Mme Marie-Lou Marcel. L’amendement CE91 vise à substituer, à l’alinéa 11, la dimension européenne à la dimension nationale. Le texte prévoit que les difficultés économiques seront regardées au niveau national dans le secteur d’activité commun aux entreprises en difficulté. Or il est nécessaire de prendre en compte l’activité réelle du groupe tant en France qu’à l’étranger afin d’éviter des baisses d’activité volontaires d’entreprises visant à externaliser la production sur des filiales du groupe et à justifier ainsi des licenciements pour motif économique.

Mme Michèle Bonneton. Les entreprises ayant une dimension internationale recherchent forcément leur équilibre financier et économique au niveau international, et certaines d’entre elles pratiquent d’ailleurs le dumping social en faisant jouer les pays les uns contre les autres, y compris à l’intérieur de l’Union européenne. Ne tenir compte que de la situation française d’une entreprise ou d’un groupe implanté dans plusieurs pays n’a plus de sens à l’heure actuelle, d’autant que certaines s’organisent pour créer des difficultés dans un pays afin de justifier des licenciements, voire des fermetures.
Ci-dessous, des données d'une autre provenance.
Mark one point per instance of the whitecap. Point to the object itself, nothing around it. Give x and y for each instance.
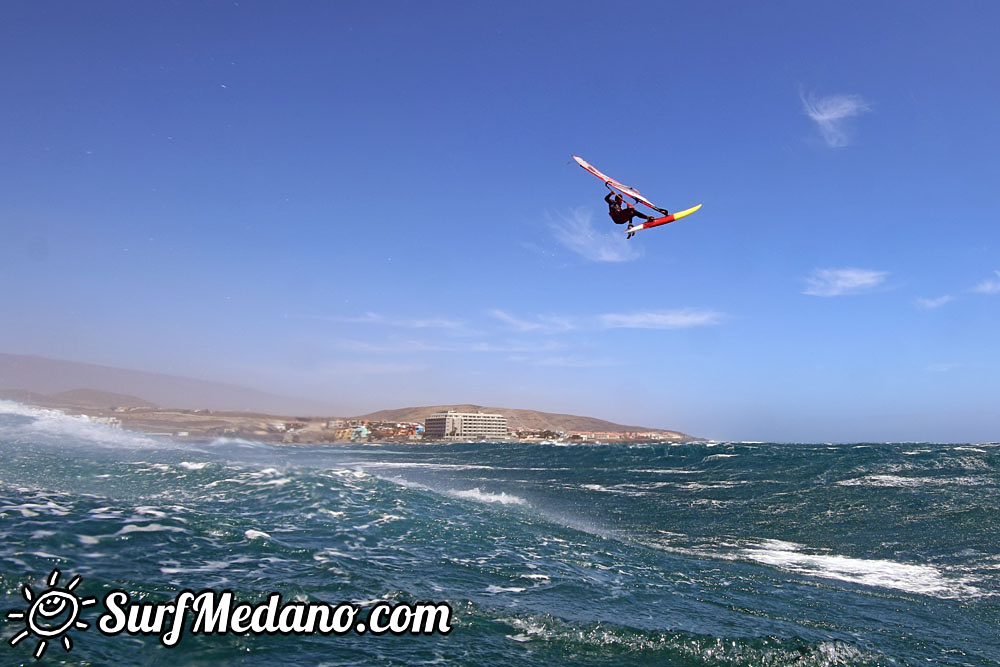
(908, 577)
(479, 495)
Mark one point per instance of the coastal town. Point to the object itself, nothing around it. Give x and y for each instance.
(438, 427)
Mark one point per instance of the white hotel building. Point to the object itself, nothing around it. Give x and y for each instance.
(453, 425)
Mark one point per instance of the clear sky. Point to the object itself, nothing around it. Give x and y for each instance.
(374, 204)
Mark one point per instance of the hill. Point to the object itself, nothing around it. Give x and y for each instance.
(49, 377)
(518, 419)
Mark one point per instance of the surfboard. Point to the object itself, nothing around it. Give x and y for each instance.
(656, 222)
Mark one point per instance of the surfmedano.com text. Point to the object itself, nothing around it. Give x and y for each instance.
(217, 613)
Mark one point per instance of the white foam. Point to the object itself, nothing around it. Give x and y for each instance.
(78, 427)
(501, 589)
(911, 578)
(485, 497)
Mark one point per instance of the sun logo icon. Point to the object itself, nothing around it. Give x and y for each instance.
(51, 614)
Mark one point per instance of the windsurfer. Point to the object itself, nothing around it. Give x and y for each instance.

Pour cette raison, l’amendement CE26 vise, à l’alinéa 11, à substituer au mot « national » le mot « européen », étant précisé que l’Europe s’entend ici au sens de continent.

Mme Marie-Lou Marcel. L’amendement CE144 a un objet similaire à celui de l’amendement CE91, mais il va plus loin puisqu’il vise à insérer, après le mot « national », les mots « et international ».

M. le rapporteur pour avis. Plusieurs des amendements qui viennent d’être présentés visent à éviter les opérations consistant à créer artificiellement les conditions d’affaiblissement par un groupe de l’une de ses filiales. Si cette préoccupation est légitime, elle est déjà prise en compte par l’alinéa 12 : « Ne peuvent constituer une cause réelle et sérieuse de licenciement pour motif économique les difficultés économiques créées artificiellement à la seule fin de procéder à des suppressions d’emplois ».

D’autres amendements proposent que le périmètre du licenciement soit étendu à l’Europe ou au monde. Pour ma part, je préfère que l’on s’en tienne au texte en son état actuel, c’est-à-dire que le périmètre du licenciement économique soit défini en fonction de la nature de l’activité considérée au niveau local, et non en fonction des activités du groupe, qui peuvent être extrêmement diverses et se trouver dans des situations économiques très différentes – certaines peuvent être florissantes, d’autres en difficulté. Or la meilleure façon de préserver un ensemble économique, c’est de lui permettre d’évoluer, de gérer ses activités et son marché, de s’adapter à sa clientèle et de faire évoluer ses productions, ce qui lui impose d’apprécier la situation de chacune de ses filiales en fonction du pays où elle se trouve. De ce point de vue, le périmètre national est le plus adapté pour caractériser un licenciement économique.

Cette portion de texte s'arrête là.